In Machine Learning, we often want to estimate a parameter θ (theta), such as the probability a user clicks an ad, or the mean of a normal distribution. Bayesian Inference treats θ not as a fixed number, but as a random variable with its own distribution.

1. Pillar 1: Intuition (The Coin Flip)

Imagine you find a coin on the street. You want to know if it’s fair (θ = 0.5) or tricked.

  • Frequentist: You flip it 10 times. You get 10 Heads. You conclude θ = 1.0 (It will always be heads).
  • Bayesian: You flip it 10 times. You get 10 Heads. You conclude θ ≈ 0.8. Why? Because your Prior belief (“Most coins are fair”) pulls the estimate away from the extreme, even with strong evidence.

2. The Bayesian Update Cycle

P(θ|Data) ∝ P(Data|θ) × P(θ)
  1. Prior P(θ): Our belief about θ before seeing data. (e.g., “The coin is probably fair”).
  2. **Likelihood P(Data θ)**: How likely is the data we saw, for a specific value of θ?
  3. **Posterior P(θ Data)**: Our new belief about θ after seeing the data.
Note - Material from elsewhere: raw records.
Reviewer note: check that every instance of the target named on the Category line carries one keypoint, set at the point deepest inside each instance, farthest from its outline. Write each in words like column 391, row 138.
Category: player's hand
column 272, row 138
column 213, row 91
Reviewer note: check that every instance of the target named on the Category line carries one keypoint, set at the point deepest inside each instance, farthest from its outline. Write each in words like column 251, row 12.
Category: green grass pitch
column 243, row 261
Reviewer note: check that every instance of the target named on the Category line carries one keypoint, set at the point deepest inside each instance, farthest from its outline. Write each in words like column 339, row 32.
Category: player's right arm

3. Interactive: The Coin Flip Learner

Let’s estimate the bias of a coin (θ). θ = 0.5 means fair. θ = 1 means always Heads.

  • Prior: We start with a flat line (Uniform Distribution). We have no idea if the coin is fair or tricked.
  • Action: Flip the coin.
  • Result: Watch how the curve (Posterior) changes.

Posterior Distribution P(θ|Data)

Heads: 0 | Tails: 0

θ = 0 (Always Tails) θ = 0.5 (Fair) θ = 1 (Always Heads)

4. MAP vs MLE

In classical statistics (Frequentist), we use Maximum Likelihood Estimation (MLE). We ask: “What value of θ maximizes the probability of the data?”

In Bayesian statistics, we use Maximum A Posteriori (MAP). We ask: “What is the most likely value of θ given the data and our prior?”

Comparison

Method Formula Philosophy
MLE Maximize P(Data|θ) Data is king. Prior is irrelevant.
MAP Maximize P(Data|θ) × P(θ) Data updates beliefs. Prior matters for small data.

[!IMPORTANT] As the amount of data approaches infinity, the Likelihood overwhelms the Prior. Therefore, MAP converges to MLE given enough data.

5. Pillar 2: Rigor (Convergence)

As we collect more data (N → ∞), the Posterior distribution becomes narrower and narrower. This is formally known as Bayesian Consistency.

  • Small N: The Prior dominates. The curve is wide (High Uncertainty).
  • Large N: The Likelihood dominates. The curve is a sharp spike (Low Uncertainty).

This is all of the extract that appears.